Un fonctionnement plus fluide passerait aussi, selon les sénateurs, par une meilleure formation des maires, qui souffrent trop souvent d’un « manque de connaissances » sur la gouvernance des EPCI. La mission suggère notamment qu’au début de chaque mandat soit organisée, systématiquement, une « journée des maires », lors de laquelle leur seraient présentés « l’organisation de l’intercommunalité et les outils de gouvernance ».
Compétences et relations financières
Autre piste dessinée par la mission : un assouplissement de la répartition des compétences, dans la mesure où les transferts obligatoires, partout et tout le temps, sans tenir compte de la spécificité des territoires, ont montré leurs effets délétères – le transfert obligatoire de l’eau et de l’assainissement en étant le meilleur exemple. La mission – comme le propose depuis longtemps l’AMF – juge utile « une extension des possibilités de transferts de compétences à la carte » .

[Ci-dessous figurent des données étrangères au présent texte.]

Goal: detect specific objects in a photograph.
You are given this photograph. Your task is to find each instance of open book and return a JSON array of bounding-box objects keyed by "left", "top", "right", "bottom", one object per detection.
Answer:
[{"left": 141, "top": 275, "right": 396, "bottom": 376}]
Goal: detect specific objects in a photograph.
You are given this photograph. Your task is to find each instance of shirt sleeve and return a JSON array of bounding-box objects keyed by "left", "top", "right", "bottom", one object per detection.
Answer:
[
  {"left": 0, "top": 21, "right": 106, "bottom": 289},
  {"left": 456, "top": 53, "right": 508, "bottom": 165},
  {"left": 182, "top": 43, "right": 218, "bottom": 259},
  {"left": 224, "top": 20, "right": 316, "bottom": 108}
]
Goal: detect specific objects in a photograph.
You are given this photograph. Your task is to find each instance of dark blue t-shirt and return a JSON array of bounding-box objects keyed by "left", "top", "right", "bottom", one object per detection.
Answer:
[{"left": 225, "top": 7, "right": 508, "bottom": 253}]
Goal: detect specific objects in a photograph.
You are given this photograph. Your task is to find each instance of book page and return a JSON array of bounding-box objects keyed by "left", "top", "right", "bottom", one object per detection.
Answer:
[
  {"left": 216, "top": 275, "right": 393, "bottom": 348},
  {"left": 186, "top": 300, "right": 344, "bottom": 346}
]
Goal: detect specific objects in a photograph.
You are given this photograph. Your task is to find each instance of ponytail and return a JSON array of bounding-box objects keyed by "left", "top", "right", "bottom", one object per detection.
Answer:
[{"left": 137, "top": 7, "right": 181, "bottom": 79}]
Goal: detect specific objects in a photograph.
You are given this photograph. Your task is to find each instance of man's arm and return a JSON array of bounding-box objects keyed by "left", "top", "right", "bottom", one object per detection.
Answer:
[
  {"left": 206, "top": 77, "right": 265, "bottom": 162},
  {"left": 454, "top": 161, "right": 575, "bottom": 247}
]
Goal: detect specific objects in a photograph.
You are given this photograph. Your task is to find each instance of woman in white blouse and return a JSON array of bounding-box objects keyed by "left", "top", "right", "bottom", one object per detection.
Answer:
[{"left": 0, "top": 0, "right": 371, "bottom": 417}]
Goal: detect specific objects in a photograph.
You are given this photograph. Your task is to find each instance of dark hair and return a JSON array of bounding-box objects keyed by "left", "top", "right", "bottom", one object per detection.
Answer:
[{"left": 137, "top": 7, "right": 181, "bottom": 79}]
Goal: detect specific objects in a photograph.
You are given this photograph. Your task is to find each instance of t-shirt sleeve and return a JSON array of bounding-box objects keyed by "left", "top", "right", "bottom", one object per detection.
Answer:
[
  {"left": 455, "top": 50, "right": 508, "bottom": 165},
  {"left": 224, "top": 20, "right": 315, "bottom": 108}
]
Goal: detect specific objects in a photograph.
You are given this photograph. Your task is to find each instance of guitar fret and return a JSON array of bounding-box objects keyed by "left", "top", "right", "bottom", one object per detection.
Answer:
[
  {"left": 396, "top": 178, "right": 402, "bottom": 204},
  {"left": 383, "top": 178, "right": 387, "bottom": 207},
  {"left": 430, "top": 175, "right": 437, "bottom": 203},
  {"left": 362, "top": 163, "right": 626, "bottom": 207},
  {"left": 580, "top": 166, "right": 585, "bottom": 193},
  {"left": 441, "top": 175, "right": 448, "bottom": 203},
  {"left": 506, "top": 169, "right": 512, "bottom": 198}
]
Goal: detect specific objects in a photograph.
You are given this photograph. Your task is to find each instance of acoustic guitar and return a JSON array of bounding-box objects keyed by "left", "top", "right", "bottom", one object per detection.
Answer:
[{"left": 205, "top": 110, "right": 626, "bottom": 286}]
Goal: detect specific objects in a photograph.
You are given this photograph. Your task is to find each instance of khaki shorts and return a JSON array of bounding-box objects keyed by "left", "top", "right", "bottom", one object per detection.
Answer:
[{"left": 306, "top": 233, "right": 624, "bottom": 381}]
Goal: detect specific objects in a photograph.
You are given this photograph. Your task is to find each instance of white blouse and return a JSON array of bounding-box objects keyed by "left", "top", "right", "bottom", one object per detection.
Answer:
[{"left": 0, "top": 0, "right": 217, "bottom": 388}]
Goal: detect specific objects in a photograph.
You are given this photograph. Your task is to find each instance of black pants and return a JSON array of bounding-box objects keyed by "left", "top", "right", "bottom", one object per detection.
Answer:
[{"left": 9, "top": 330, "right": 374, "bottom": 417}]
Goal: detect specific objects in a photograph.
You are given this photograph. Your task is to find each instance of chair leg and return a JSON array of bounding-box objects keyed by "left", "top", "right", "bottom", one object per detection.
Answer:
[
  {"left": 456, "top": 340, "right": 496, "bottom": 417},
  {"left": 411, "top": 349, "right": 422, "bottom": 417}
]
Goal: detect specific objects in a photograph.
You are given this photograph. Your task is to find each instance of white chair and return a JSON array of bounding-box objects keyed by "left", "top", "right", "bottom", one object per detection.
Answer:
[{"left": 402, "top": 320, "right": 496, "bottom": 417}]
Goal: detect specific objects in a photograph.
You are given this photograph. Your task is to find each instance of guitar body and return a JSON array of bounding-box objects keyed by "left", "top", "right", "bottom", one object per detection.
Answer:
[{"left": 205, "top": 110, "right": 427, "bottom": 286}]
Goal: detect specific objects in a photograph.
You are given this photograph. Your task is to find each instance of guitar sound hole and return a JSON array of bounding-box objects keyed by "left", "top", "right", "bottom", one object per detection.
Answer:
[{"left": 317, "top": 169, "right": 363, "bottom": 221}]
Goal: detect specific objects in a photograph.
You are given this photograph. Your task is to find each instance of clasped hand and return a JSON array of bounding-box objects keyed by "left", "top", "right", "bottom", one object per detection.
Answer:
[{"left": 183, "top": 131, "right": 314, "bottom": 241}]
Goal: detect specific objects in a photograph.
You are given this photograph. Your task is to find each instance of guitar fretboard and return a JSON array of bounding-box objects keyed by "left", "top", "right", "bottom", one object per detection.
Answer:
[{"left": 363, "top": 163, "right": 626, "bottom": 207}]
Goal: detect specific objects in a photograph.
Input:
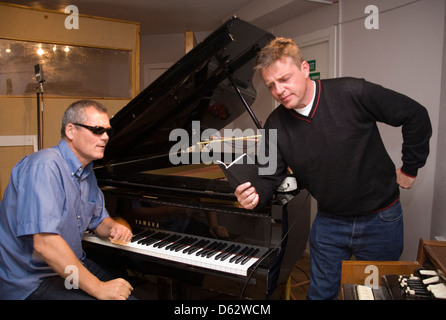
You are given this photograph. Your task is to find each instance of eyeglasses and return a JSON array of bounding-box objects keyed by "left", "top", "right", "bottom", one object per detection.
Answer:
[{"left": 73, "top": 123, "right": 113, "bottom": 136}]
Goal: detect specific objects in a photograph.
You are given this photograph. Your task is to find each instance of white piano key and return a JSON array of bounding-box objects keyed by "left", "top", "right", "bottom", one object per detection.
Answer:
[{"left": 84, "top": 233, "right": 267, "bottom": 276}]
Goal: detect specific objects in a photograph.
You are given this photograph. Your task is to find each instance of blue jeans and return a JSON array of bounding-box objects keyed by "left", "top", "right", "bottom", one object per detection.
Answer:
[
  {"left": 26, "top": 259, "right": 135, "bottom": 300},
  {"left": 307, "top": 201, "right": 404, "bottom": 300}
]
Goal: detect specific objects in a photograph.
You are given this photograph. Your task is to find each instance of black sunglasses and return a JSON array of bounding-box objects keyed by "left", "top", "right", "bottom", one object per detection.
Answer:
[{"left": 73, "top": 123, "right": 113, "bottom": 136}]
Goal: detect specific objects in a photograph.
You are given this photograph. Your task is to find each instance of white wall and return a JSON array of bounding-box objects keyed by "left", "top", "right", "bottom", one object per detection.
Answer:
[{"left": 141, "top": 0, "right": 446, "bottom": 260}]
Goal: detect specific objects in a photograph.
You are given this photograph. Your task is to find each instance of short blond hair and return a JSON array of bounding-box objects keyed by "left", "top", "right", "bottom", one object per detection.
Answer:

Les sénateurs se sont aussi penchés sur la très complexe question des relations financières entre communes et EPCI, relations que beaucoup d’élus jugent « illisibles » voire « injustes ». La mission recommande en particulier d’assouplir les conditions de révision des attributions de compensation (AC) et de « recourir plus largement aux instruments de solidarité financière entre communes et EPCI, qu’il s’agisse du Fpic ou de la dotation de solidarité communautaire ».
Enfin, les sénateurs rappellent que la mutualisation reste « la première raison d’être des intercommunalités », et recommande donc d’y avoir davantage recours. Groupements de commande, mutualisation d’agents, services communs – de nombreux outils existent qui permettent, « à la carte là encore », d’apporter de l’efficacité et de créer des services qu’une commune seule n'aurait pas les moyens de créer.
Ces recommandations seront-elles suivies d’effet ? Certaines demanderaient une modification législative. Le Premier ministre ayant dit son intention de présenter, rapidement, un projet de loi de décentralisation, celui-ci pour être le parfait véhicule législatif pour porter de telles modifications, allant cette fois-ci non dans le sens de « l’injonction » mais de la souplesse et de l’incitation.